Sei sicuro di essere social? E quanto lo sei?

Perché a me sembra che ti incasini un po’ la vita da solo.

Un tipo social è uno che crea e partecipa a conversazioni, ma non solo per tornaconto personale.

Social è chi riesce a stabilire rapporti con tutti, che si fa capire anche da chi ha un background differente, non necessariamente inferiore o superiore, ma semplicemente differente.

Anzi forse il punto è proprio in questo termine: Differente.

Non troverai mai, né off né on-line qualcuno esattamente come te, e questo è un bene.

Due persone uguali in tutto la pensano allo stesso modo su tutto, e quindi una delle due è inutile.

Ecco perché se sei social davvero hai solo da guadagnarci.

Una persona social trova semplice, piacevole, anche divertente il rapportarsi con gli altri e la rete ci dà opportunità in questo senso, prima inimmaginabili.

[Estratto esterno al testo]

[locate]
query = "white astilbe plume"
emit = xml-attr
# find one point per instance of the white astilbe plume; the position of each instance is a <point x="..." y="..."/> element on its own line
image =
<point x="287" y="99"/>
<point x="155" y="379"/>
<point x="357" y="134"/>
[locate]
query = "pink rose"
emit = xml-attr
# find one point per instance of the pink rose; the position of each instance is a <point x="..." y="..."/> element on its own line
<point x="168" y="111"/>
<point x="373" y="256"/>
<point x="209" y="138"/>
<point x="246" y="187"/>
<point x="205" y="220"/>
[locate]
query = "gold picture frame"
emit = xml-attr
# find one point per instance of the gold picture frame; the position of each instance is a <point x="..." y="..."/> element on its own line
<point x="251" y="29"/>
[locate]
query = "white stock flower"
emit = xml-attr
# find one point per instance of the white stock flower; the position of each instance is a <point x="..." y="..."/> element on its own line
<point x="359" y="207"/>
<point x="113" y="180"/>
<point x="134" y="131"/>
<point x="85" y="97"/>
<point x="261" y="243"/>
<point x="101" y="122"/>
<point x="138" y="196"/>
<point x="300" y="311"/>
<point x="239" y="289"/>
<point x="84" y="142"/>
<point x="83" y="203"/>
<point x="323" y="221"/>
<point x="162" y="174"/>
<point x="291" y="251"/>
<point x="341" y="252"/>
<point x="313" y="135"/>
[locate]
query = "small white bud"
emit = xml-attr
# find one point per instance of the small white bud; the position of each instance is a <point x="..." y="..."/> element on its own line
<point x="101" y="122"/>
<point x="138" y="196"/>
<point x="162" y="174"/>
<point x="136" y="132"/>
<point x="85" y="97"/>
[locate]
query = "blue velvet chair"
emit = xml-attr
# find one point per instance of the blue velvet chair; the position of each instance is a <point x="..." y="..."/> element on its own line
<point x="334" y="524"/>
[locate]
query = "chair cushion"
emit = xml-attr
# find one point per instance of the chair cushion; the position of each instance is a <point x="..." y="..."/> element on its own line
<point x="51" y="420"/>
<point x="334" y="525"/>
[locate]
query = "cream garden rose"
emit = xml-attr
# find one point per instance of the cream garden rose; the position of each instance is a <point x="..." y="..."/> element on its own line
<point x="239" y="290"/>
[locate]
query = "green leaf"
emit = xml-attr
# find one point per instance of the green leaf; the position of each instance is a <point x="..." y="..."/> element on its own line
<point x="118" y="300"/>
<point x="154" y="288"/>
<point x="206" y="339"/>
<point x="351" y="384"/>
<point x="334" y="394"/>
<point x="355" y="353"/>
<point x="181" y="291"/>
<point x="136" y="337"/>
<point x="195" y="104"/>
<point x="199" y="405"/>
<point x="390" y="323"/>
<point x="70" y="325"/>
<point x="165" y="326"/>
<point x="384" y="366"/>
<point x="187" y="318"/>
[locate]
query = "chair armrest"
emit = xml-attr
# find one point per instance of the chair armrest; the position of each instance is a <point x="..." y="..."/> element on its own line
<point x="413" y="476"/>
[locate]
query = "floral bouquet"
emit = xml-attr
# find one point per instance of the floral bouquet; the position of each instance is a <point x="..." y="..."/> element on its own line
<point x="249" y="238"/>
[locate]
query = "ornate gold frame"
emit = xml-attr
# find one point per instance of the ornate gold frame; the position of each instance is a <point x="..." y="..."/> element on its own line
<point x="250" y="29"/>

Perché da qui tu puoi intrattenere rapporti con chi sta a chilometri di distanza e magari anche trovarti un cliente lontano.

Tanto il tuo lavoro sarebbe uguale che tu lo svolga in cima ad un monte o stando in mezzo al mare. A te per lavorare basta una connessione sicura, veloce, affidabile.

Ma ti servono i clienti o il tuo lavoro si ferma.

Se sei social, ma social davvero, i clienti arrivano, perché come te ce ne sono mille che sanno fare il tuo mestiere e magari si vendono anche prezzi irrisori, ma se sono antipatici, o semplicemente distaccati, forse faranno più fatica di te.

Non è necessario essere dei buffoni e far ridere la gente e nemmeno essere particolarmente simpatici.

Pensaci: se hai voglia di prendere un caffè e sotto al tuo ufficio ci sono 5 bar, in quale vai?

Poniamo che siano tutti belli, ben arredati e puliti, che la qualità del prodotto sia la medesima, come i prezzi ed il servizio. Sono anche tutti cordiali, gentili ed educati. Come scegli?

Forse scegli il locale con il barista più empatico. Quello che non è necessariamente un barzellettiere, ma quello che sa se e quando raccontarti una storiella divertente.

Tu vai da quello che con un solo sguardo sa cosa ti serve in quel momento e ti dà esattamente quanto hai davvero bisogno, prima ancora che tu sappia cosa chiedere.

Lo so, già è complesso farlo vis a vis , ma tramite la rete che ti mancano tutti quei segnali paraverbali e non verbali….

Ma no! Ti garantisco che è molto semplice quello che serve: devi essere empatico.

Pensaci: chi sono quelli che consideri molto social? E cosa fanno per esserlo? Come si comportano, come si rapportano con te e con gli altri?

Sono forse arroccati sulle loro posizioni, o ti ascoltano esclusivamente quando hanno bisogno di te?

Mai! Loro ci sono quando serve a te. Loro non spettegolano e non parlano male di nessuno, non giudicano e si mettono in gioco senza veli.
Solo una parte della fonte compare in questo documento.